Problem sei auch die Fallbasierung im System. Wenn ein Kind nach der Geburt in ein anderes Krankenhaus verlegt werde, entstehe jedes Mal ein neuer Fall. Es sei sinnvoll, diese Daten zusammenzuführen – was auch datenschutzrechtlich funktionieren würde.

Insgesamt seien analysierbare Daten notwendig, denn »es nützt nichts, wenn man einen Datenschrank hat, an den man nicht herankommt«, machte der Neonatologe deutlich. »Man braucht einen Datensatz, der von Wissenschaftlern mit geringem administrativem Aufwand zugänglich ist und mit dem man rechnen kann«. Und dies, ohne jahrelang Anträge schreiben zu müssen, betonte er.

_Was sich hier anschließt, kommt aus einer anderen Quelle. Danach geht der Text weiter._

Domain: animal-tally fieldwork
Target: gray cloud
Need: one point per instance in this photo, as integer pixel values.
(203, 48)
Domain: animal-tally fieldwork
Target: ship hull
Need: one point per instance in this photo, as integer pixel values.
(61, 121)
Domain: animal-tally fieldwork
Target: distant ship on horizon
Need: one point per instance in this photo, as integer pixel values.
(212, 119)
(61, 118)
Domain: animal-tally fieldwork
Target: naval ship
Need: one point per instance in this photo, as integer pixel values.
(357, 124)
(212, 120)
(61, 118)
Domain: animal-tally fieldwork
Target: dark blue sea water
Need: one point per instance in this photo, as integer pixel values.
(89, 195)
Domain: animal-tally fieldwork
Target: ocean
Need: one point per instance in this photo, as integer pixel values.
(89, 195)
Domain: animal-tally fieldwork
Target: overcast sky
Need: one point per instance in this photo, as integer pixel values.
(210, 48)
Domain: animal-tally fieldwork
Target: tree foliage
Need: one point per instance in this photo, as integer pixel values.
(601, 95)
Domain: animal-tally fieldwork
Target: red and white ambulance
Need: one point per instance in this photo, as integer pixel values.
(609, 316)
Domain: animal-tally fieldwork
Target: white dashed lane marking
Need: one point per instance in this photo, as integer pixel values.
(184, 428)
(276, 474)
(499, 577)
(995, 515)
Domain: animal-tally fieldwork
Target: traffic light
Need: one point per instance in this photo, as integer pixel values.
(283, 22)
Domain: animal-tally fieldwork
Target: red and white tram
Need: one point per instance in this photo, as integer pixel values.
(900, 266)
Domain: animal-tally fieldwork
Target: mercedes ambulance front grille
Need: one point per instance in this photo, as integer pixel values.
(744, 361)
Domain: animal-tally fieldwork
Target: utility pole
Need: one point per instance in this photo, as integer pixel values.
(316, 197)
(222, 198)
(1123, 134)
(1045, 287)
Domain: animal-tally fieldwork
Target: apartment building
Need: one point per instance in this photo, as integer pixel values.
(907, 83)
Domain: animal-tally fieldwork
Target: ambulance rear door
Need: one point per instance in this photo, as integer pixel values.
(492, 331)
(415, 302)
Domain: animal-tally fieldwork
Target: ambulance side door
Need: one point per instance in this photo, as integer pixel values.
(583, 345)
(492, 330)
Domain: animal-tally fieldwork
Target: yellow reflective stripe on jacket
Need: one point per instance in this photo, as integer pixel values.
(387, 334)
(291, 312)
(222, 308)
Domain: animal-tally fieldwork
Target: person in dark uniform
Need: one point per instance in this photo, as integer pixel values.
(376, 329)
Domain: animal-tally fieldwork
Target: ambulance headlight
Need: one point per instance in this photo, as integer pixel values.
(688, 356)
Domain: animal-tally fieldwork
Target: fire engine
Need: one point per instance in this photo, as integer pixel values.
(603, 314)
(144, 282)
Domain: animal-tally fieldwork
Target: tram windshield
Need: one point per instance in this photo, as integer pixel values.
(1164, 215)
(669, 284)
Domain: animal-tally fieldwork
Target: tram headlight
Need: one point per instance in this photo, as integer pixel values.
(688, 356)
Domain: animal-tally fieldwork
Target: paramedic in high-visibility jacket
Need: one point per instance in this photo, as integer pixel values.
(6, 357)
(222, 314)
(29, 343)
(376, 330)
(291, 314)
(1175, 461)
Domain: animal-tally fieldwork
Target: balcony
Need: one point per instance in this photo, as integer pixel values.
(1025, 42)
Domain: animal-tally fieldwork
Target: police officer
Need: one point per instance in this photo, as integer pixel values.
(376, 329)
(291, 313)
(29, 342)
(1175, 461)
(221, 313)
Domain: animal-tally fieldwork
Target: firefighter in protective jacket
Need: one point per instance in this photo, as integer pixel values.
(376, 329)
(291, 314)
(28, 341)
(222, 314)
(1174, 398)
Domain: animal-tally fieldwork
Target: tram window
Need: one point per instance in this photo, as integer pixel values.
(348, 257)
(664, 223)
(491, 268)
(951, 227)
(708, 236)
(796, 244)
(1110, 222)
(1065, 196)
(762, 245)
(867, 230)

Schon die Schwangerenvorsorge erfassen

Ein Geburtenregister sei auch wichtig, um beispielsweise Daten zu Fehlbildungen zu erfassen, die in den Schwangerschaftsvorsorgeuntersuchungen übersehen worden seien, erklärte Anke Wiemer, Geschäftsführerin der Gesellschaft für Qualität in der außerklinischen Geburtshilfe. In Fallanalysen zu problematischen außerhäuslichen Geburten zeige sich dies immer wieder.

Die Vorsorge habe zwar stattgefunden, aber man müsse in solchen Fällen die Qualität von Ultraschalluntersuchungen hinterfragen, so Wiemer. Wären solche Entwicklungen schon in der Schwangerschaft bekannt gewesen, hätte man die Frauen für die Geburt in entsprechende Kliniken schicken können. Mithilfe von Daten könne man auch einen Überblick über die Qualität von Vorsorgeuntersuchungen und Diagnosen bekommen.

»Es ist wichtig, dass wir jetzt an die Politik transportieren, wie sehr uns allen das Thema am Herzen liegt«, betonte Hertle. »Was kann eigentlich wichtiger sein als der Start ins Leben und warum investieren wir da nicht hinein?«, fragte sie.

Die Vorarbeit sei von der Arbeitsgruppe bereits geleistet. Sie habe gezeigt, dass ein Nationales Geburtenregister die Umsetzung des Nationalen Gesundheitsziels »Gesundheit rund um, die Geburt«, die von der Bundesregierung unterstützt wird, voranbringen könne.